Systemic lupus erythematosus (SLE) is characterized by the presence of autoreactive B cells that recognize DNA-associated antigens (such as unmethylated cytosine-phosphate-guanosine (CpG) motifs) and RNA-associated antigens (such as the single-stranded RNA (ssRNA) small nuclear RNA, U11). These self-antigens are thought to be released owing to dysregulated processes that increase the abundance of neutrophil extracellular traps (NETs), necrotic cells or apoptotic cells. These autoantigens can be recognized at the surface of B cells by the B cell receptor (BCR), which initiates their cellular internalization. Once in endosomes, self-antigens can trigger Toll-like receptor 7 (TLR7) and/or TLR9 in B cells. Genetic or environmental signals leading to the overexpression of TLR7 (such as gender, diet and the cytokine environment, including the level of type I interferons) increase the susceptibility of individuals to SLE. Under physiological conditions, TLR7 signalling is restrained by TLR9, which protects individuals from the development of SLE. By contrast, the disruption of TLR9 function can favour TLR7 signalling and facilitate the development of SLE. Such disruption can involve the intracellular protein UNC93B1, which drives TLR7 and TLR9 trafficking to endosomal compartments (a). D34A mutation in transmembrane UNC93B1 favours its interaction with TLR7 (b), which can raise the abundance of TLR7 in endosomes, intensify TLR7 signalling and initiate a fatal systemic inflammatory syndrome in an experimental model. ER, endoplasmic reticulum.

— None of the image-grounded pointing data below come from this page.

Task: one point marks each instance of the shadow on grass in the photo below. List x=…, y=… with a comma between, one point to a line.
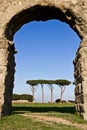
x=23, y=109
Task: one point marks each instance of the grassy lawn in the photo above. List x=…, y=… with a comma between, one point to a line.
x=18, y=122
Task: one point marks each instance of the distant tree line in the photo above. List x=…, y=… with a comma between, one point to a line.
x=23, y=97
x=61, y=83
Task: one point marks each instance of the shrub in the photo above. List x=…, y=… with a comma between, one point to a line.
x=23, y=97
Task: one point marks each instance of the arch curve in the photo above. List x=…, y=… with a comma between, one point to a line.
x=13, y=14
x=39, y=13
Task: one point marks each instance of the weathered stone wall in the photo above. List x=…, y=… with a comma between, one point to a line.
x=14, y=14
x=80, y=74
x=7, y=65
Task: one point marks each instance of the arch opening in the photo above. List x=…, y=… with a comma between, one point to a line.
x=33, y=74
x=40, y=13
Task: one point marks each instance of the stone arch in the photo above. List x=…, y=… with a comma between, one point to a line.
x=14, y=14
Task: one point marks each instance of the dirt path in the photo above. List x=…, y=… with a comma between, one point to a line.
x=48, y=119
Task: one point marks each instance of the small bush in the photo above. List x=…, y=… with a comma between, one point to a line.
x=23, y=97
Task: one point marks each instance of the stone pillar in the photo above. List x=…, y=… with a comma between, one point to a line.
x=80, y=74
x=7, y=69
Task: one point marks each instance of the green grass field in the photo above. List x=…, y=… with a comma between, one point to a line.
x=19, y=122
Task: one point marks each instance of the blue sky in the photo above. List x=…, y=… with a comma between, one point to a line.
x=45, y=51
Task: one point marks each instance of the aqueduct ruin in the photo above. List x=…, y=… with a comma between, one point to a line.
x=14, y=14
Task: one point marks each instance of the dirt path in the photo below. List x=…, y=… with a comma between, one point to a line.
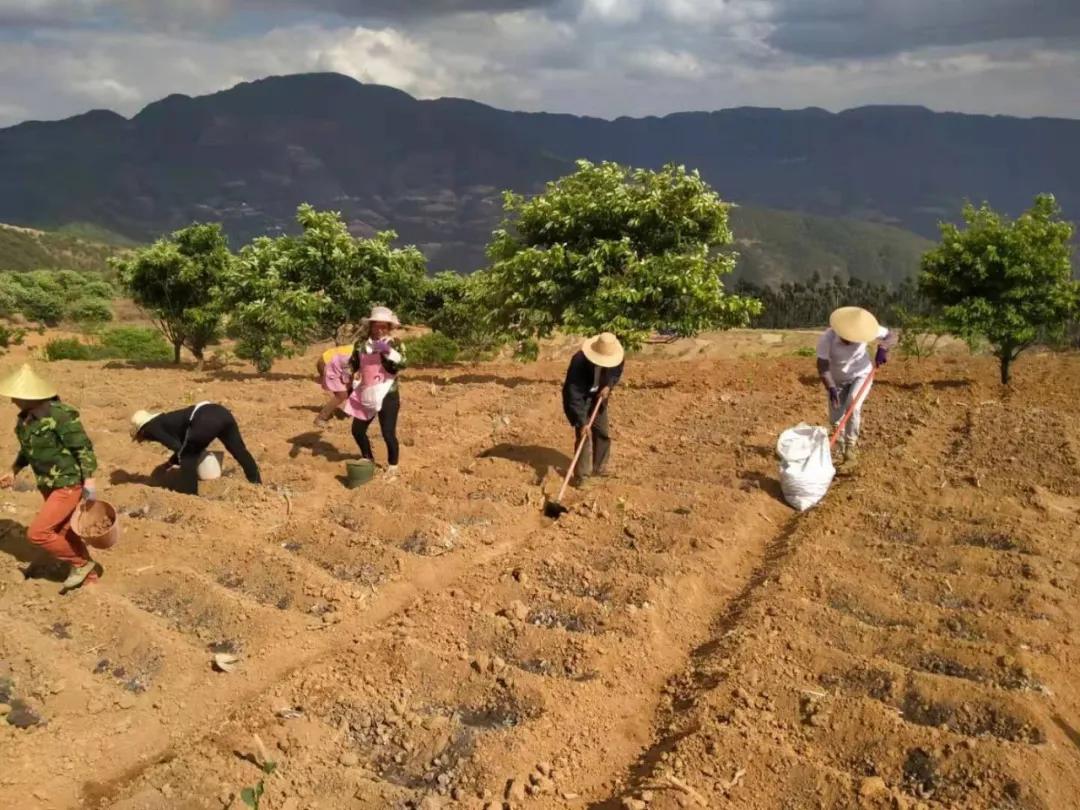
x=434, y=640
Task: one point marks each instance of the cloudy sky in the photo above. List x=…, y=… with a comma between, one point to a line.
x=602, y=57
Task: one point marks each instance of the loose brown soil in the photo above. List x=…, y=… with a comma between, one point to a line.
x=679, y=638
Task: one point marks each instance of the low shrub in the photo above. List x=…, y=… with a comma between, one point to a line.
x=136, y=343
x=71, y=349
x=125, y=342
x=11, y=336
x=91, y=311
x=433, y=349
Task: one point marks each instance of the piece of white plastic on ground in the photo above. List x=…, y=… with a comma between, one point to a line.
x=806, y=464
x=210, y=469
x=225, y=662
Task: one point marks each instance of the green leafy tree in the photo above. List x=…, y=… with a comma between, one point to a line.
x=173, y=281
x=269, y=316
x=353, y=273
x=612, y=248
x=453, y=305
x=1009, y=282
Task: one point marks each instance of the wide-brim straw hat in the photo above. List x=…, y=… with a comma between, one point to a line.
x=382, y=314
x=139, y=418
x=27, y=385
x=854, y=324
x=604, y=350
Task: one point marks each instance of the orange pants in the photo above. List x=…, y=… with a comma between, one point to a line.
x=52, y=527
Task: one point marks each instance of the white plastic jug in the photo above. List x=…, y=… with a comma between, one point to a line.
x=806, y=464
x=210, y=467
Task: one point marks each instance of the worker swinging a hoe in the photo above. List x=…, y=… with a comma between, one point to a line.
x=593, y=373
x=844, y=364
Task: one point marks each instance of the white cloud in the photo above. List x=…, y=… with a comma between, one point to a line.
x=656, y=63
x=603, y=57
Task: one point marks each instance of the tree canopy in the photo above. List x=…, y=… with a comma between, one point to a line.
x=612, y=248
x=1009, y=282
x=353, y=273
x=174, y=280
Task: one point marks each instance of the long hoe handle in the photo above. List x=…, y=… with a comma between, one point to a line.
x=851, y=407
x=581, y=446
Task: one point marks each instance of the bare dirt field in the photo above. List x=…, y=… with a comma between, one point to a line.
x=680, y=638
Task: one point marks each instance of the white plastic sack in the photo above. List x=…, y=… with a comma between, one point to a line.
x=806, y=464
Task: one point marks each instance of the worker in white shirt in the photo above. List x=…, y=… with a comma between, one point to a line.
x=844, y=364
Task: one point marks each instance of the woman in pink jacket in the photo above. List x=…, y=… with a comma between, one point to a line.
x=364, y=385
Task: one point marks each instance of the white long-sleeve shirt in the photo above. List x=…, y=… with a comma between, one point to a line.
x=849, y=362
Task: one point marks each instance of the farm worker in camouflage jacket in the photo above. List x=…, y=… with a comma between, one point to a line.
x=365, y=387
x=53, y=443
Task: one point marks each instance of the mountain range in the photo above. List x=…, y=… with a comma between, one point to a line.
x=434, y=170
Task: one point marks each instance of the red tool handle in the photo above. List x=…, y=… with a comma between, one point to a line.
x=581, y=446
x=851, y=407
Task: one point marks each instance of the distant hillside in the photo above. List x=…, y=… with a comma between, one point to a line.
x=23, y=248
x=775, y=246
x=434, y=170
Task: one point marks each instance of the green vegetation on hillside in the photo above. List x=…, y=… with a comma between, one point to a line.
x=23, y=250
x=777, y=246
x=49, y=297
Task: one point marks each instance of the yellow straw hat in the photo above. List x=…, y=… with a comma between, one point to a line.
x=140, y=418
x=604, y=350
x=26, y=385
x=854, y=324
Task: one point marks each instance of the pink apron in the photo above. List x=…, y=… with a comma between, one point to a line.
x=375, y=383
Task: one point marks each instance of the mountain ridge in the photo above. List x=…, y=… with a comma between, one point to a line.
x=433, y=170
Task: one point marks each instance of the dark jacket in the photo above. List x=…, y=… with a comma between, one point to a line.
x=578, y=399
x=171, y=429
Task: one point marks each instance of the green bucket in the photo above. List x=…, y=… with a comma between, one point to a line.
x=358, y=473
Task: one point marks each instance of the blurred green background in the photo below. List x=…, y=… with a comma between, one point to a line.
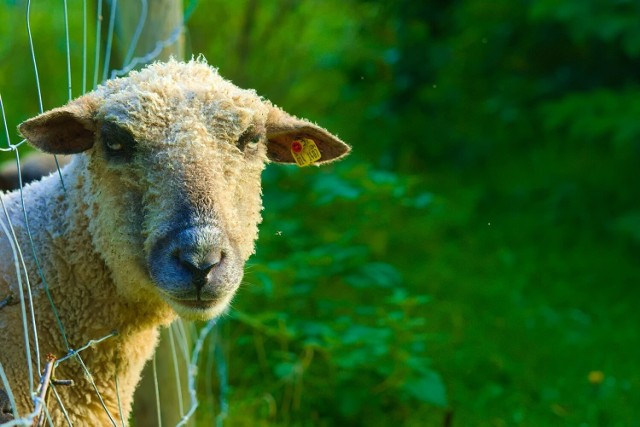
x=474, y=262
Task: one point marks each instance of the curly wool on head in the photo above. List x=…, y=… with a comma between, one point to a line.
x=160, y=214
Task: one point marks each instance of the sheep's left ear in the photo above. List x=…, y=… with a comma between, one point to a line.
x=287, y=135
x=65, y=130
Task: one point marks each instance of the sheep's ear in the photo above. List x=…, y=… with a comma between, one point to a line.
x=65, y=130
x=289, y=135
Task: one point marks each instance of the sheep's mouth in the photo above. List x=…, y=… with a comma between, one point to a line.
x=198, y=304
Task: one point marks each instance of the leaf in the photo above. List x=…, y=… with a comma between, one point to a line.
x=428, y=388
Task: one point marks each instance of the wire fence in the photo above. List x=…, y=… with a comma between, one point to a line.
x=43, y=385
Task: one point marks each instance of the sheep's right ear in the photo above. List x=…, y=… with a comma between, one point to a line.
x=65, y=130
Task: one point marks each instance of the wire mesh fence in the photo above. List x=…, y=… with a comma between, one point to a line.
x=187, y=342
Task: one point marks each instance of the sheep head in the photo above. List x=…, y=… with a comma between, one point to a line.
x=171, y=159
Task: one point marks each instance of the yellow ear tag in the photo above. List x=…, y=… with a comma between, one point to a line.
x=305, y=151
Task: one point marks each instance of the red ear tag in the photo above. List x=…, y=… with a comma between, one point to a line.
x=304, y=151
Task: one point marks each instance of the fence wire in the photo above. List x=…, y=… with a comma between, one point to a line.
x=185, y=360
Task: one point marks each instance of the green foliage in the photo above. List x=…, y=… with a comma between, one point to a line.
x=475, y=257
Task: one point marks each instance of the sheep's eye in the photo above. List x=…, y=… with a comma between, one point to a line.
x=249, y=140
x=253, y=142
x=114, y=146
x=118, y=141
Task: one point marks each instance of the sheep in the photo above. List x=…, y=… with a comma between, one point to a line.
x=32, y=167
x=158, y=215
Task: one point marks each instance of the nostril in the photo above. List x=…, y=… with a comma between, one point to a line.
x=197, y=262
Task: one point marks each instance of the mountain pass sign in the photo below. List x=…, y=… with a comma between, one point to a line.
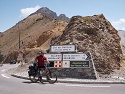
x=75, y=57
x=63, y=48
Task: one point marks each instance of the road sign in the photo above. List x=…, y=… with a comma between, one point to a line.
x=66, y=64
x=63, y=48
x=53, y=57
x=75, y=57
x=58, y=64
x=79, y=64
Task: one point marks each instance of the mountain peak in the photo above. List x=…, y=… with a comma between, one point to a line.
x=47, y=12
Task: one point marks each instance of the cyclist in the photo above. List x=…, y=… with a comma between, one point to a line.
x=40, y=59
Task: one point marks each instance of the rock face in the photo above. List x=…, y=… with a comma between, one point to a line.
x=63, y=17
x=36, y=32
x=96, y=35
x=47, y=12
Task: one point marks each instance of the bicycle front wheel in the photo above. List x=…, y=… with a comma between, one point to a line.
x=53, y=77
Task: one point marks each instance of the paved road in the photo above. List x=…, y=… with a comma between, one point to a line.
x=12, y=85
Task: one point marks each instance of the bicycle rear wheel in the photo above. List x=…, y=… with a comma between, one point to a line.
x=53, y=77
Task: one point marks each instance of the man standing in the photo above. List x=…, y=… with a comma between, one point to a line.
x=40, y=59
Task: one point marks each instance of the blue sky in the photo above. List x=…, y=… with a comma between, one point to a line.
x=12, y=11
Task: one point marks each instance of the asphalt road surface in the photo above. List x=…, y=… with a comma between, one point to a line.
x=12, y=85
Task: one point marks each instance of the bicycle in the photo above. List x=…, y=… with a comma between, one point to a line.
x=41, y=75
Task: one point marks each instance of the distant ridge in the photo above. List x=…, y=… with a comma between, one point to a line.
x=49, y=13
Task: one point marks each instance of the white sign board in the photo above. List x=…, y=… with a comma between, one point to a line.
x=74, y=57
x=53, y=57
x=63, y=48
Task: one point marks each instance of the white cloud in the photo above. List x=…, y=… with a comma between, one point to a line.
x=119, y=25
x=27, y=11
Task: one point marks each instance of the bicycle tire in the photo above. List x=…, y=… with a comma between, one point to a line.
x=53, y=77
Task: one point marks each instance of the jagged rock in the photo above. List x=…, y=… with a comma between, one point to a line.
x=63, y=17
x=47, y=12
x=97, y=35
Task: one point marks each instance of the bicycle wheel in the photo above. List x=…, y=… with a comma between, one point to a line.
x=52, y=76
x=33, y=78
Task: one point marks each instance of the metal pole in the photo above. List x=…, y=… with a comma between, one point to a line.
x=19, y=36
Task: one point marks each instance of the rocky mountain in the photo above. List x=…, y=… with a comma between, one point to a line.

Fig. 2. TLRs drive plasma cell differentiation in SLE via different pathways.

Two distinct pathways generate pathogenic antibody-secreting cells in patients with systemic lupus erythematosus (SLE): germinal centre reactions and the extrafollicular pathway, both of which engage resting naive B cells. The germinal centre pathway generates the DN1 subset of double negative B cells (DN1 B cells; that is, IgD⁻ CD27⁻ cells that are CXCR5⁺) and the memory B cells produced in germinal centres can re-enter the germinal centre reaction or differentiate into antibody-secreting cells that produce isotype switched anti-Smith and anti-RNP. The spontaneous generation of the germinal centre is dependent on TLR7. TLR7 also drives the extrafollicular pathway, in which resting naive B cells become activated naive B cells (CD11c⁺IgD⁺CD27⁻CD21⁻MTG⁺CD23⁻) and, subsequently, the DN2 subset of IgD⁻ CD27⁻ double-negative B cells (DN2 B cells; IgD⁻ CD27⁻ CD11c⁺ Tbet⁺ CD69⁺CD21⁻CD24⁻CD38⁻CXCR5⁻FCRL4⁻FCRL5⁺). DN2 B cells are precursors of pathogenic antibody-secreting cells in patients with SLE, the differentiation into which is promoted by TLR7, IL-21 and IFNγ. Of note, resting naive B cells can also generate, in a manner dependent on the B cell receptor (BCR), regulatory plasma cells that are characterized by the cell surface expression of lymphocyte activation gene 3 protein (LAG-3). These regulatory plasma cells produce a uniquely high level of IL-10 in response to TLR signalling. At steady state, they also secrete IgM with reactivity against antigens expressed by damaged cells, suggesting that they might be involved in the clearance of damaged cells.